Metaphor Limits: Brain Version

We still don’t really understand the brain. And we’re limited by the metaphors of our current milieu.

 


That’s my summary of the first half of Matthew Cobb’s new book, The Idea of the Brain. The book is subtitled “the past and future of neuroscience” and I’ve just finished the first two hundred pages in the section labeled PAST. The story is an interesting one, and Cobb is an engaging storyteller. Beginning with ancient myths, then briskly moving on to folks like Hippocrates and Galen, we quickly reach Vesalius. All in the first chapter.
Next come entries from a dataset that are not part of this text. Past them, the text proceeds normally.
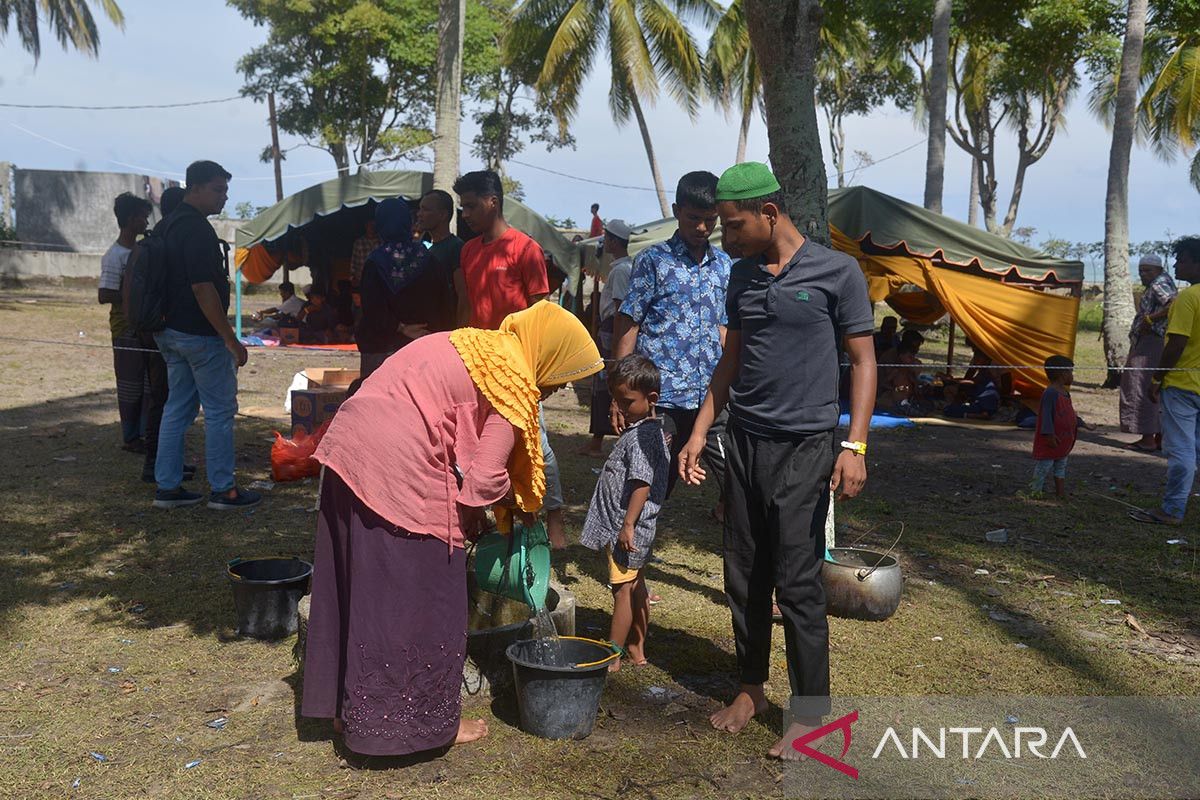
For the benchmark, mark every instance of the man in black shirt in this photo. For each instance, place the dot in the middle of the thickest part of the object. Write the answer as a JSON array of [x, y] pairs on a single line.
[[199, 346], [433, 217], [791, 305]]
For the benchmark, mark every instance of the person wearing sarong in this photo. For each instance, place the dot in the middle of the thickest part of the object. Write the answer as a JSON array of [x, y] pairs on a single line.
[[406, 292], [1139, 413], [442, 429]]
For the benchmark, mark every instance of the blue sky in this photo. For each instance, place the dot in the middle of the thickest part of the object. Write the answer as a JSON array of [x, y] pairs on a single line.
[[174, 52]]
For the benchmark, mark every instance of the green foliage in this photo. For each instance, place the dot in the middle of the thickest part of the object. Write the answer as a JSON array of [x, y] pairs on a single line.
[[1169, 110], [507, 116], [357, 78], [71, 22], [647, 43]]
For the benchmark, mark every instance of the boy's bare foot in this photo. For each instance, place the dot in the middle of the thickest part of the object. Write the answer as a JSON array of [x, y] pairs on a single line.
[[556, 529], [735, 716], [636, 656], [471, 731], [783, 749]]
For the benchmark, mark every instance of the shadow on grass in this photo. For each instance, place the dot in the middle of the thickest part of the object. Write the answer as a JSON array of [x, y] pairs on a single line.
[[78, 522]]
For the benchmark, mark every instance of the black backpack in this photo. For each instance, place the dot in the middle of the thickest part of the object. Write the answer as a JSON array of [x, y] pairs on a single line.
[[145, 282]]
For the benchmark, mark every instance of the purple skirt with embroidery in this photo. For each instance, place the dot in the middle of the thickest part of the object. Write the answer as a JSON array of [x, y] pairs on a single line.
[[387, 632]]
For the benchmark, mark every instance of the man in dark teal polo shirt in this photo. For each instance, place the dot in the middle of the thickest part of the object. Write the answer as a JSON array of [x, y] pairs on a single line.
[[791, 306]]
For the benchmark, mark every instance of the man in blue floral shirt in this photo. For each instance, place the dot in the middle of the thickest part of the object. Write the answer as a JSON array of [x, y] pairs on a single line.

From then on things move more slowly, and while there were familiar names, there were many less well-known and interesting characters highlighted by Cobb.

 

Many of us imagine the brain to be something like a computer. That’s the metaphor of today as we are surrounded by such machines. As computers became more powerful, we started talking about artificial intelligence – to distinguish it from our human intelligence, I suppose. Except it’s no longer an artifact, but embedded into our everyday lives. We are now shifting to discussing machine intelligence. Is man a machine? Can a computer-machine be human? Or mimic one cleverly enough such that we can’t tell the difference?

 

Before the computer arrived, the workings of the brain were described with different metaphors: pipes & hydraulics, the telegraph, electrical circuits, and even immaterial forces. Some of these metaphors seem quite outdated today given that we’ve learned a lot about the brain – and that’s it much more complicated than we imagined. And we still can’t explain the nature of consciousness. I’m not even sure we’re close. Perhaps decades or centuries from today, future scientists will look back at the early twenty first century and muse about the strange inadequate ideas and analogies we use. This is the salient lesson I’ve learned from Cobb, and I’ll quote from his opening paragraphs of the PAST.

 

The history of science is rather different from other kinds of history, because science is generally progressive – each state builds upon previous insights, integrating, rejecting or transforming them. This produces what appears to be an increasingly accurate understanding of the world, although that knowledge is never complete, and future discoveries can overthrow what was once seen as the truth… the history of science is not a progression of brilliant theories and discoveries: it is full of chance events, mistakes, and confusion.

 

To properly understand the past… and even to imagine what tomorrow may hold, we must remember that past ideas were not seen as steps on the road to our current understanding. They were fully fledged views in their own right, in all their complexity and lack of clarity. Every idea, no matter how outdated, was once modern, exciting and new. We can be amused at strange ideas from the past, but condescension is not allowed – what seems obvious to us is only that way because past errors, which were generally difficult to detect, were eventually overcome through a great deal of hard work and hard thinking.

 

A great deal of hard work and hard thinking. Is that what I’m doing as a scientist? It feels like that sometimes, and my brain “hurts” when I read a tough-to-understand paper, as I did this afternoon. (I’d summarize it as “Nearness is Not a Number” – and it has to do with mathematical topology and biological evolution.) But I’m amazed at the wonder of being able to read and think about abstract mathematics and relate it to big ideas in the nature of life. How do our three-pound brains even accomplish such a feat? It’s truly amazing. I’m looking forward to learning more as I get to the PRESENT in Cobb’s book. And Onward to the FUTURE!